У буллинга — форме насилия в школе — тоже корни в семье. Как только его начали исследовать, выяснилось, что во всем мире корни его в одном: к нему склонны дети, которых сильно наказывали дома. Но они плохо ловятся в школе, потому что знают, что на глазах у учителей и других взрослых вести себя надо правильно. А за углом можно продемонстрировать то, чему научился дома.

Но к родителям сейчас прибавились средства массовой информации. Мы часто смеемся над тем, как провинциальные дамы подражают какой-то кинозвезде, но это нормальное человеческое поведение. Они овладевают своим поведенческим репертуаром. Некоторые потом добавляют ко всему этому свой вкус, и нам уже не бросается в глаза, что все это повторение. Так же воспитывается и ребенок.

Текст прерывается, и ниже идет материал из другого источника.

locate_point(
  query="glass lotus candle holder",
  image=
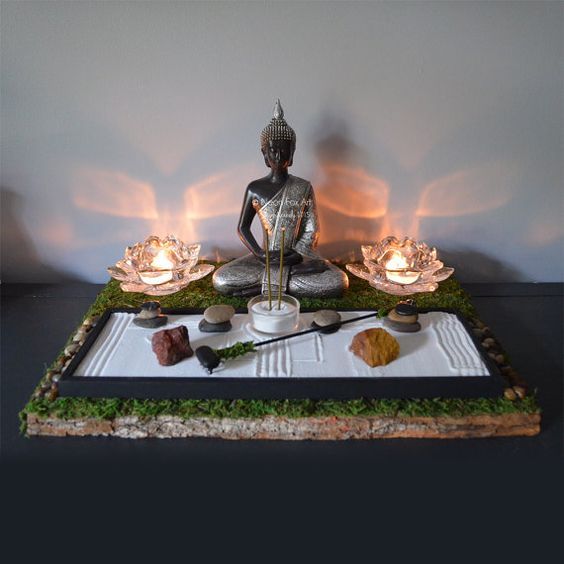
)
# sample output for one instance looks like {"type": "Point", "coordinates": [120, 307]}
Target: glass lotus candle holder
{"type": "Point", "coordinates": [158, 267]}
{"type": "Point", "coordinates": [401, 267]}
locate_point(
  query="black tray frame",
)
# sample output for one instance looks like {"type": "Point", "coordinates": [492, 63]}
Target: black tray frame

Если говорить о роли кино и телевидения в формировании культуры насилия, то у американцев были два раза слушания в Конгрессе, где было показало, что и кино, и телевидение оказывают самое сильное влияние на ее формирование. Конечно, не нужно понимать так, что сегодня увидел, а завтра побежал убивать. Они формируют агрессивно-враждебный сценарий готовности решения проблем, когда проще дать в «пятак», чем объяснять. И что, может быть, самое главное — происходит дегуманизация жертвы. В кино и герой, и жертва избиваются так, что никто не верит их страданиям. А мы, как человек, как вид, устроены таким образом, что страдания человека тормозят проявления агрессии. Кроме как у садистов, но это небольшая группа. А этот эффект теряется под влиянием псевдостраданий в кино, многие перестают верить в страдания при насилии и поэтому могут его спокойно применять. И в этом смысле влияние кино- и теленасилия негативно.

— Компьютерные игры, в которых обыгрывается насилие, наверное, такую же роль играют? Я спорил об этом с руководителями ассоциации киберспорта, которые организуют их как большое зрелище. И они мне говорили, что не замечают, чтобы их публика, что называется, зверела.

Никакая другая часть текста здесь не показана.